Gute 130g wiegt das Original.

Das neue Replikat ist ca. 50g schwerer. 

Es ist schon lustig, dass das alte Teil auf exakte 130,00 g zerfallen ist. Das neue jedenfalls ist etwas schwerer. Es handelt sich nämlich um 316L Edelstahl. Durch das Laser-sintern entsteht die leicht raue Oberfläche, die aber nicht stören sollte. 

Die E-Gitarre ist mittlerweile wieder zusammen gebaut, hat neue Saiten bekommen und wurde probehalber mal am Marshall angesteckt und ausprobiert. Die Drehregler müssen noch mehrmals gedreht (wegen Korrosion) und die Saiten richtig gestimmt werden, dann wäre sie Einsatzbereit. Projekt Tremolo für E-Gitarre 2026 ist erfolgreich gelungen und meine Schwester hat mir zum Dank auch gleich ein paar Bilder auf einem A4 Blatt ein laminiert (das Tremolo war ein Geburtstagsgeschenk an sie). Vielen Dank dafür, habe ich gern gemacht.   

Wie das fertige Teil letztendlich ausschaut, sieht man auf dem folgenden Bild. Und was der Nachbau genau kostet ist nicht so einfach zu formulieren. Die Zeit für die Zeichnung, die Nacharbeiten, der 3D Druck - dies sind alles Dinge, die normalerweise mit in den Preis einfließen. Hier muss der Einzelne abwägen, ob es sich lohnt. Der 3D Druck hat jedenfalls unter 60,-€ gekostet, also ein Bruchteil einer CNC Bearbeitung und das inklusive Versand. Ich bin sehr zufrieden und schließe damit das Projekt erfolgreich ab.

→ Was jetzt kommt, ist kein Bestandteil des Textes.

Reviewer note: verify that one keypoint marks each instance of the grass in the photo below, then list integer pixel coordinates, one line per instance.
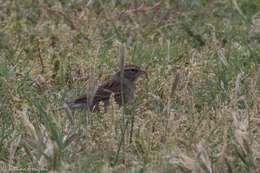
(50, 50)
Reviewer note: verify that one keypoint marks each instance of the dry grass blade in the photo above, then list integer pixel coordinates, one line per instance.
(91, 90)
(68, 112)
(174, 84)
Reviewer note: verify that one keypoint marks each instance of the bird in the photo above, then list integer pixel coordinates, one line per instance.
(122, 85)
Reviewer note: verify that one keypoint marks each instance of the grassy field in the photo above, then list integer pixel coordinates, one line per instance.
(50, 50)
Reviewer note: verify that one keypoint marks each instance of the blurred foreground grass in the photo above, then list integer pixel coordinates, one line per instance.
(49, 49)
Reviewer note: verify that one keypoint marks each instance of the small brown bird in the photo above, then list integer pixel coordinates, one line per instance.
(116, 85)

Das fertige Tremolo sieht gut aus.

Hier zeigt sich einmal mehr wofür der 3D Druck gut sein kann. Ersatzteile, die längst nicht mehr verfügbar sind, kann man sich relativ kostengünstig nachdrucken lassen. Begrenzt wird das Ganze durch Größe des Bauteils oder Können des Einzelnen in Bezug auf die Erstellung eines solchen 3D Modells. Damit auch andere ihre B.C. Rich Warlock Platinum Serie retten können, gibt es die STL-Datei bei mir im Blog unter den Downloads zum Herunterladen. Wer einfach nur die Saiten aufspannen möchte, kann sich ein Plastikmodell drucken lassen. Wer aber mit der Gitarre die "Riffs klingen lassen"* möchte, der kommt wahrscheinlich um ein Metallteil nicht herum. Die verkraftbare Nacharbeit sollte sich lohnen, will man die Originalität beibehalten.

Ich wünsche euch viel Spaß beim Nachmachen. 😄 

*Ich bin kein Musiker, kein Gitarrenbauer und kann zum Klang auch überhaupt keine Aussage treffen, ob und wie sich die E-Gitarre mit dem Replikat musikalisch verändert oder verhält. Ich bin einfach nur begeistert vom 3D Druck und den Möglichkeiten und hoffe mit diesem Beitrag Betroffenen eine Hilfe geben zu können. Also alles ohne Garantie!